چكيده لاتين :
Introduction
Seed germination is a complex biological process that is influenced by various environmental and genetic factors. Temperature and water potential are two primary environmental regulators of seed germination. Quantification of germination response to osmotic potential and temperature is possible using non-liner regression models. Tall mallow (Malva sylvestris) is an important invasive weed in southwest Iran and also a medicinal plant. ). Tall mallow is native home in Western Europe, North Africa and Asia. This plant frequently found in cultivated fields, orchards, gardens, farmyards near manure piles, along roadsides, in towns, and in waste places and, can grow anywhere from 60 to 120 cm in length. Not published information exists concerning effect of osmotic potential on cardinal temperatures, Therefore, the objective of this research was to evaluate the effect of osmotic potential and different temperatures on germination and determination cardinal temperatures (base, optimum and maximum) of Malva sylvestris under osmotic stress.
Material and methods
In this study germination response to water potential in different temperature were studied. Treatments included osmotic levels (0, -0.2, -0.4, -0.6 and -0.8 MPa) and temperature (5, 10, 15, 20, 30, 35 and 40 °C). Cumulative germination response of seeds to differential water potential and temperature were quantified using three-parameter sigmoidal model. For quantifying response of germination rate to temperature for different osmotic potential were used of 3 non-linear regression models (segmented, dent-like and beta). The root mean square of errors (RMSE), coefficient of determination (R2), CV and SE for relationship between the observed and the predicted germination percentage were used to select the superior model from among the employed methods. Germination percentage and time to 50% maximum seed germination of Malva sylvestris were calculated for the different temperatures and osmotic potential by fitting 3-parameter sigmoidal functions to cumulative germination data.
Results
Results indicated that temperature in addition to germination percentage also on germination rate was effective. Also results showed that germination percentage and germination rate increased with increasing temperature, while germination percentage and germination rate reduced as a result of water potential increment.
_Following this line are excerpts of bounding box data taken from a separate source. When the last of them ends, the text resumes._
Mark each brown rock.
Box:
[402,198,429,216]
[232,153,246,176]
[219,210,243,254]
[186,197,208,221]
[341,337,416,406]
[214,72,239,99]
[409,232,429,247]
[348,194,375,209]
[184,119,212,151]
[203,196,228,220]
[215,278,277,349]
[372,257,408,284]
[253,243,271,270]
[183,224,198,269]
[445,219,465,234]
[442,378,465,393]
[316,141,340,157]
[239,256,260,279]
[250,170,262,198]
Results indicated that under different osmotic potential as 0, -0.2, -0.4, -0.6 and -0.8 MPa, the segmented model estimated base temperature as 1.46, 1.82, 1.29, 0.43 and 4.06 °C, the dent model estimated base temperature as 1.23, 1.82, 3.04, 2.63 and 4.07 °C, the beta model estimated base temperature as -4.32, 4.46, 1.86, 1.61 and 4.13 °C, the segmented model estimated optimum temperature as 28.29, 27.58, 22.24, 22.51 and19.69 °C, the optimum temperature using beta model as 27.89, 25.41, 23.18 and 21.05 °C, the dent-like model estimated lower limit of optimum temperature and upper limit of optimum temperature as 23.16 and 33.58, 16.86 and 30, 16.1 and 25, 15.81 and 25, 19.51 and 1987 °C, ceiling temperature using segmented model were 42.9, 40, 40, 40 and 34.96 °C, using dent-like model were 42, 40, 40, 40 and 34.96 °C, using beta model were 42.01, 40.02, 39.96, 39.98 and 34.83 °C, the segmented model estimated fo as 13.87, 18.45, 19.43, 25.24 and 36.13 h, the dent-like model estimated as 16.65, 23.28, 23.43, 30.48 and 36.56 h and using beta model were 16.06, 21.34, 22.21, 28.92 and 42.89 h, respectively. In compared 3 models according to the root mean square of errors (RMSE) of germination time, the coefficient of determination (R2), CV and SE the best model for determination of cardinal temperatures of Malva sylvestris for 0 to -0.6 MPa was dent-like model and for -0.8 MPa was segmented model. In general, results indicated that lower limit of optimum temperature and upper limit of optimum temperature and ceiling temperature reduced but fo increased as a result of water potential increment.